Yesterday a small plane, apparently piloted by New York Yankee's pitcher Cory Lidle, crashed into the 30th floor of an apartment building on the Upper East Side of Manhattan and fell, burning, to the pavement.
In the course of recounting the story this morning on NPR, a reporter hit both of my pet peeves about the use of language. While people first feared that the crash was a terrorist attack, the reporter intoned, it quickly turned into a story of "personal tragedy." Meanwhile, the two people who were in the apartment that was struck "miraculously" escaped unharmed.
Now, I don't want to downplay the fact that this was a horrible accident and that many people will be stricken with grief because of it. Still, there is not yet any reason to suppose that the circumstances surrounding the accident amount to a tragedy in the fullest meaning of the term - the remorseless working-out of a self-inflicted doom, and so on.
What really gets me in this case, though, is the utter trivialization of the term "miraculous". Yes, no doubt, the two in the apartment were very fortunate not to have been standing next to the windows just then. But in all likelihood they were able to walk out of the apartment and find their way safely down the stairs or to the elevators. At worst, they may have been carried out on strecthers by very brave, very competent emergency personnel who in no way violated any laws of nature in the process. In short, there is nothing particularly miraculous, or even particularly extraordinary, about their escape.

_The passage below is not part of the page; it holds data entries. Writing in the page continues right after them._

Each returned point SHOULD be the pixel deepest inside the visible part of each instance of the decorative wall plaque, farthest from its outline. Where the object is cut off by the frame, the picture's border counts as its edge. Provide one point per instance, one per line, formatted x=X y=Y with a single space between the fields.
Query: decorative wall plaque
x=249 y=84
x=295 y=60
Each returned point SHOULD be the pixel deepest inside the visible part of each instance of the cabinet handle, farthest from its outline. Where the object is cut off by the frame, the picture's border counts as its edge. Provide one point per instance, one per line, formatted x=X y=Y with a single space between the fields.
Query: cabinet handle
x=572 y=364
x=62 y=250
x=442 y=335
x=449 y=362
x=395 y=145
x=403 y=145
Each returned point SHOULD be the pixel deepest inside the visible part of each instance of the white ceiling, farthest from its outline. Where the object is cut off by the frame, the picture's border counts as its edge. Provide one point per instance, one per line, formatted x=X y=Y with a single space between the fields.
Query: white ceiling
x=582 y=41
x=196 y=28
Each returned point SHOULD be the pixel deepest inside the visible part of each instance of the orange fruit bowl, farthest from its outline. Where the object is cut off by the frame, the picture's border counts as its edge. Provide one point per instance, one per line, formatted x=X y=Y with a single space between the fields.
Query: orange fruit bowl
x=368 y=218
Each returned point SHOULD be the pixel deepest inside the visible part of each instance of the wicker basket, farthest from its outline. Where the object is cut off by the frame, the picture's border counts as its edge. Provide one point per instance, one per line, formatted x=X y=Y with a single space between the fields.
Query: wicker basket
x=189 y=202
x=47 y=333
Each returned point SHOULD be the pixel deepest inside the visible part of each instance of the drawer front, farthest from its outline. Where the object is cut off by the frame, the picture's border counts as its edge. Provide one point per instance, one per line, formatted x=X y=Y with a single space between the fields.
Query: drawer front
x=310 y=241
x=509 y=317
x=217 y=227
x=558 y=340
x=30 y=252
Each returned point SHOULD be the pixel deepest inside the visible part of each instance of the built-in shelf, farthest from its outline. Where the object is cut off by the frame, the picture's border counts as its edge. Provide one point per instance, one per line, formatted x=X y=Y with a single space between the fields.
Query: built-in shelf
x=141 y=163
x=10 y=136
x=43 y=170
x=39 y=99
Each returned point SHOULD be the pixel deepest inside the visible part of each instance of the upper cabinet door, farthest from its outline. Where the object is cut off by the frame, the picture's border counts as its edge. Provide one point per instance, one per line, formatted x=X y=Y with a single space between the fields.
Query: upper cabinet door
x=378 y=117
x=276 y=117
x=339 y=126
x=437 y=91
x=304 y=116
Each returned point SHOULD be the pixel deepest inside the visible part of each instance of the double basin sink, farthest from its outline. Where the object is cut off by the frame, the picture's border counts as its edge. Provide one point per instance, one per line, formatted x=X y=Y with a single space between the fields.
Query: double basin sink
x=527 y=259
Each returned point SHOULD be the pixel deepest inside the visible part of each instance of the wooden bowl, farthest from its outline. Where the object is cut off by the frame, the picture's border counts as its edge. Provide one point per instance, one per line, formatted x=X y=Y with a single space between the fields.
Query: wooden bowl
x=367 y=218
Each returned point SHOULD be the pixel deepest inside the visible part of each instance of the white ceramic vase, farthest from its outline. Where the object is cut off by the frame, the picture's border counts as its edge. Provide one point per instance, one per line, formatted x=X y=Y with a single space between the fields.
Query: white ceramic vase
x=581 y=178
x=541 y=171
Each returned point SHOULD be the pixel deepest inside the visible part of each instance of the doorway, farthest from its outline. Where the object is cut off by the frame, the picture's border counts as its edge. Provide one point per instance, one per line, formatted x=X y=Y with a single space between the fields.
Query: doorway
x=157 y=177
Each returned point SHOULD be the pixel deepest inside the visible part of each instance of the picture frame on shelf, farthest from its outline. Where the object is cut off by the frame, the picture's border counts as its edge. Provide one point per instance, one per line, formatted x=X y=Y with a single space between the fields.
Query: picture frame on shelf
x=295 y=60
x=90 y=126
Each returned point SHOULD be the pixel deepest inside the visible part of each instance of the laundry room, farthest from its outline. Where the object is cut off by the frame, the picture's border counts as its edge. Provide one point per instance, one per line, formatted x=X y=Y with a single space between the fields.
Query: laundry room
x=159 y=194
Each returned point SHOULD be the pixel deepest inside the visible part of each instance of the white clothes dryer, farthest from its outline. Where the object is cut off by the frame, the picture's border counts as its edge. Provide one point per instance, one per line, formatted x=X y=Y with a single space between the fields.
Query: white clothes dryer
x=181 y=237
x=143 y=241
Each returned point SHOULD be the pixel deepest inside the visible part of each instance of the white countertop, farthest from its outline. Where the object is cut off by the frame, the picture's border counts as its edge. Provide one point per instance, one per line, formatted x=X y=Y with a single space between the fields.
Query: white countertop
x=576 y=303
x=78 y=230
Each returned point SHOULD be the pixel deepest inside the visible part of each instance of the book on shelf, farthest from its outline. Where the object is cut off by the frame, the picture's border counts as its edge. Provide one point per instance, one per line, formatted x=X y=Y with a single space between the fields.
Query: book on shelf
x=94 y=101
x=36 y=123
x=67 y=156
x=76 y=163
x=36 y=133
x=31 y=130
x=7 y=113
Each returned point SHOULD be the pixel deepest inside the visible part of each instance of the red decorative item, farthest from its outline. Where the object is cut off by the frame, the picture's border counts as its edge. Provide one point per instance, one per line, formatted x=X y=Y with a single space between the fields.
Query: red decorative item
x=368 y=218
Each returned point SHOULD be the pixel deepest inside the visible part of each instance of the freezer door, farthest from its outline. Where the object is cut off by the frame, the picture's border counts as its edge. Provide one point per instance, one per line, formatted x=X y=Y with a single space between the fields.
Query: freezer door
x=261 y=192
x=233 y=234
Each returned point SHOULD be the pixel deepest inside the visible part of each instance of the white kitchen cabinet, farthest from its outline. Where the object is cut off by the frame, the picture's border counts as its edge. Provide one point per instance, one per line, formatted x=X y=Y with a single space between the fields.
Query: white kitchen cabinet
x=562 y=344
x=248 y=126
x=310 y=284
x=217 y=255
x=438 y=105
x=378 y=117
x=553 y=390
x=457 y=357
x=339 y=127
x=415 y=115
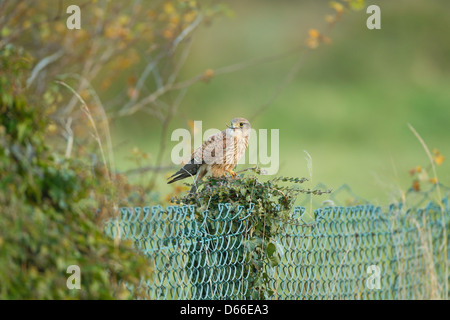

Had they spontaneously teleported out of the midst of the fireball and immediately appeared, unscathed, in the middle of the nearest Starbucks, that would have been a miraculous escape.
I suppose I'm overreacting, again. I can only say that I was primed for it by the fact that my local paper ran an article the other day about the degradation of another term: 'icon'. Once it referred to particularly powerful pieces of religious art, but now it includes pop-culture "personalities" including, according to some, Paris Hilton.
More evidence, I brooded, that we are facing the end of language as we know it. That would be double-plus-ungood. Quack quack.
I'll just keep on grindin' that axe.